Yaroslav de Kouchkovsky

Adjustable microchemiosmotic character of the proton gradient generated by systems I and II for photosynthetic phosphorylation in thylakoids

To clarify the debate on the localized character of proton gradients in energy-transducing membrane systems, the way in which the osmolarity and ionicity of the medium, which should affect the thylakoid lumen properties, may modulate the relative efficiency of Δ\gmH+ generated by PS I or PS II (restricted here to ΔpH: valinomycin present) was examined. Although the results depended on the preparations and the conditions, a trend towards proton delocalization, especially in 50 mM KCl vs. the usual 5–10 mM, was observed when thylakoids were suspended in a sorbitol-free buffer for only a short time before the experiment. It was also verified that the better efficiency of PS I vs. PS II protons was not due to the 9-aminoacridine method used to quantify ΔpH. One main argument is that similar results were found when the proton gradient was estimated by total H+ translocation, measured with a glass electrode, and by probe partitioning, followed in parallel.

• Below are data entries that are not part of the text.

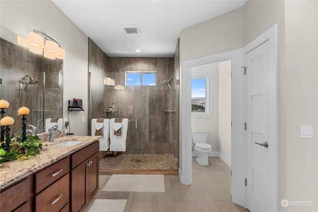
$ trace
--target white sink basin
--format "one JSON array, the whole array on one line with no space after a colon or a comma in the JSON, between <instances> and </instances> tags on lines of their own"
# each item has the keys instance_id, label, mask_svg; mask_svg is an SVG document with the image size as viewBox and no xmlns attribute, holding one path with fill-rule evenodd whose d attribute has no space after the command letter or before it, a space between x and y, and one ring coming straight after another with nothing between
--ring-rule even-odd
<instances>
[{"instance_id":1,"label":"white sink basin","mask_svg":"<svg viewBox=\"0 0 318 212\"><path fill-rule=\"evenodd\" d=\"M74 146L74 145L76 145L83 141L66 141L62 142L62 143L58 143L57 144L55 144L54 145L57 146Z\"/></svg>"}]
</instances>

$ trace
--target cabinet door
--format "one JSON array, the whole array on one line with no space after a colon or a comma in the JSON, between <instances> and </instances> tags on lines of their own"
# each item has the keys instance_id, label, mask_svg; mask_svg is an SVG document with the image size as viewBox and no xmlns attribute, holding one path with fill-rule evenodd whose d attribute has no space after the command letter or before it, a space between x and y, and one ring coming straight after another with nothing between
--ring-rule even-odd
<instances>
[{"instance_id":1,"label":"cabinet door","mask_svg":"<svg viewBox=\"0 0 318 212\"><path fill-rule=\"evenodd\" d=\"M30 201L30 180L27 178L0 194L0 211L10 212ZM29 211L30 208L29 208Z\"/></svg>"},{"instance_id":2,"label":"cabinet door","mask_svg":"<svg viewBox=\"0 0 318 212\"><path fill-rule=\"evenodd\" d=\"M96 194L99 187L99 153L96 153L88 158L87 168L87 202L89 202Z\"/></svg>"},{"instance_id":3,"label":"cabinet door","mask_svg":"<svg viewBox=\"0 0 318 212\"><path fill-rule=\"evenodd\" d=\"M86 203L86 168L88 160L84 161L72 171L72 211L83 210Z\"/></svg>"}]
</instances>

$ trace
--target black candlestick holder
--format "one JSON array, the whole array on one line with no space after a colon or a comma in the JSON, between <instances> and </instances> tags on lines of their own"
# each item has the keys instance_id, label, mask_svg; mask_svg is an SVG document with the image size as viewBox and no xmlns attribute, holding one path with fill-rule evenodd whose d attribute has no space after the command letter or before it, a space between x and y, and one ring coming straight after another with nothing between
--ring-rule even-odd
<instances>
[{"instance_id":1,"label":"black candlestick holder","mask_svg":"<svg viewBox=\"0 0 318 212\"><path fill-rule=\"evenodd\" d=\"M3 127L4 127L4 136L5 136L4 150L9 152L10 151L10 128L8 126Z\"/></svg>"},{"instance_id":2,"label":"black candlestick holder","mask_svg":"<svg viewBox=\"0 0 318 212\"><path fill-rule=\"evenodd\" d=\"M21 114L19 114L21 115ZM22 116L22 141L26 141L26 118L27 116L30 114L27 115L21 115Z\"/></svg>"},{"instance_id":3,"label":"black candlestick holder","mask_svg":"<svg viewBox=\"0 0 318 212\"><path fill-rule=\"evenodd\" d=\"M5 108L0 109L1 112L0 112L0 114L1 115L0 117L1 117L1 118L0 118L0 120L5 116L5 111L4 110ZM0 142L2 142L4 141L4 126L0 126L0 128L1 132L0 134Z\"/></svg>"}]
</instances>

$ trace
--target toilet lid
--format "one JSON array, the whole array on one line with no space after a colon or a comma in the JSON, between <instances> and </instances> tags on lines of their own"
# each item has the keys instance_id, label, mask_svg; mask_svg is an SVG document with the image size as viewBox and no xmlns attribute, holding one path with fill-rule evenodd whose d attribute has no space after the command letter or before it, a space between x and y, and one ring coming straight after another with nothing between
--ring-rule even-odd
<instances>
[{"instance_id":1,"label":"toilet lid","mask_svg":"<svg viewBox=\"0 0 318 212\"><path fill-rule=\"evenodd\" d=\"M211 148L211 145L210 145L209 143L196 143L195 145L197 148L200 148L201 149L210 149Z\"/></svg>"}]
</instances>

Lastly, it was observed that, even when protons are emitted by water-splitting enzymes, i.e., far from coupling factors, the rate of ATP synthesis is less sensitive to nigericin than expected from the ΔpH decrease. This suggests that protons are flowing, from redox to phosphorylating pumps, in an anisotropic medium. The role of vesicular configuration and topological organization of energy-transducing membranes in the microchemiosmotic behaviour of organelles is stressed. It is suggested that besides water, polypeptide chains, rather than lipid heads (owing to the limited effectiveness of lipophilic nigericin), may ensure the lateral H+ transport between their points of influx and efflux.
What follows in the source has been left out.